KEY POINTS:
New Zealand author Lloyd Jones has won the Commonwealth Writers' Prize overall best book award for 2007 for his novel Mister Pip.
The last New Zealander to win the award was Janet Frame, in 1989 for The Carpathians.
Creative New Zealand chief executive Stephen Wainwright said yesterday he was thrilled for Jones.
"Jones has been a committed fulltime writer for more than 20 years and it is wonderful to see this latest, very fine novel recognised with such a prestigious award as the Commonwealth Writers' Prize."
Mister Pip tells the story of a teacher who educates a small village's children by reading them Charles Dickens' Great Expectations.
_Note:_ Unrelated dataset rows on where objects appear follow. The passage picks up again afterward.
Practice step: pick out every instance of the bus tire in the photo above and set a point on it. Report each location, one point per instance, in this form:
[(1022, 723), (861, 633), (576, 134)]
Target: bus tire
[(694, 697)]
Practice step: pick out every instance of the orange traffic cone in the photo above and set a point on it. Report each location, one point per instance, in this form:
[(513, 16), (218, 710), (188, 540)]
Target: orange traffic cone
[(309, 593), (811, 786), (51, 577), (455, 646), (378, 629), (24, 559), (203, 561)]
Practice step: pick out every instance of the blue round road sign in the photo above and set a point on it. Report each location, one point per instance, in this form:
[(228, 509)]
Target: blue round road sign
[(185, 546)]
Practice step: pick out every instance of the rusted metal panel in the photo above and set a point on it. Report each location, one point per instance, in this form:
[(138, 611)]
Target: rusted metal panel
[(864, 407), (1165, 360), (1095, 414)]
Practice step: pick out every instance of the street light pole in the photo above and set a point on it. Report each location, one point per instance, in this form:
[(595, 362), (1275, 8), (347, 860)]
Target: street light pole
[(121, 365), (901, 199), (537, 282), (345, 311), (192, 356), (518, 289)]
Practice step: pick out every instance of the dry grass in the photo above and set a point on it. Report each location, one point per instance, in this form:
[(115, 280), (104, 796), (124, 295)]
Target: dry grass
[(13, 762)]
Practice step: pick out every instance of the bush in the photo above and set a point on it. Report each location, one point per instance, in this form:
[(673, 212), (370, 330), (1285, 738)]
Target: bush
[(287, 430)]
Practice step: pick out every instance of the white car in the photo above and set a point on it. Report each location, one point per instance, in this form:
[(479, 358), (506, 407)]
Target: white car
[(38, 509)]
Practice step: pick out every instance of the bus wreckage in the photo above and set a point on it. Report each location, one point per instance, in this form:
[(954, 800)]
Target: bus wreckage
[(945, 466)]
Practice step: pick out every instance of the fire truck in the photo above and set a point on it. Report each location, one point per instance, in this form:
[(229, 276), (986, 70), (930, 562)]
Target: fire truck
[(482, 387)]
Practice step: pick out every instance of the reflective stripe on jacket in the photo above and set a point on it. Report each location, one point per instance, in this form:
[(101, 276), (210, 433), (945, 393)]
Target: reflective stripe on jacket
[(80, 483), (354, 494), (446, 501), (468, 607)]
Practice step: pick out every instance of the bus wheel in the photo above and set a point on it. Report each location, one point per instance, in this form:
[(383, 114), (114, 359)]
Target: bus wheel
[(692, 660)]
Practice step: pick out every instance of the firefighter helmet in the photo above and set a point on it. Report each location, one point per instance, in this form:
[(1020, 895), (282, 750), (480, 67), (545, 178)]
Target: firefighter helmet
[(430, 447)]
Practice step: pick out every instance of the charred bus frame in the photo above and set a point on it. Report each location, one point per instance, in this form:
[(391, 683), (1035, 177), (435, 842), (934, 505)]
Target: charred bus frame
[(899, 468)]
After the book is destroyed in rebel fighting, he encourages them to retell the story from remembered fragments.
Jones' novel - described as "mesmerising" by one judge - has been sold into 15 countries and earned him an estimated $1 million in foreign rights sales.
The Wellington-based writer's next move is a shift to Germany where he will live for 11 months as this year's recipient of the Creative New Zealand Berlin Writers' Residency.
He plans to move there in August to work on a new novel as well as two non-fiction projects.
The best first-book award, worth £5000, went to Canadian D.Y. Bechard for Vandal Love, which follows generations of a French-Canadian family afflicted with a curse that causes their children to be born either giants or runts.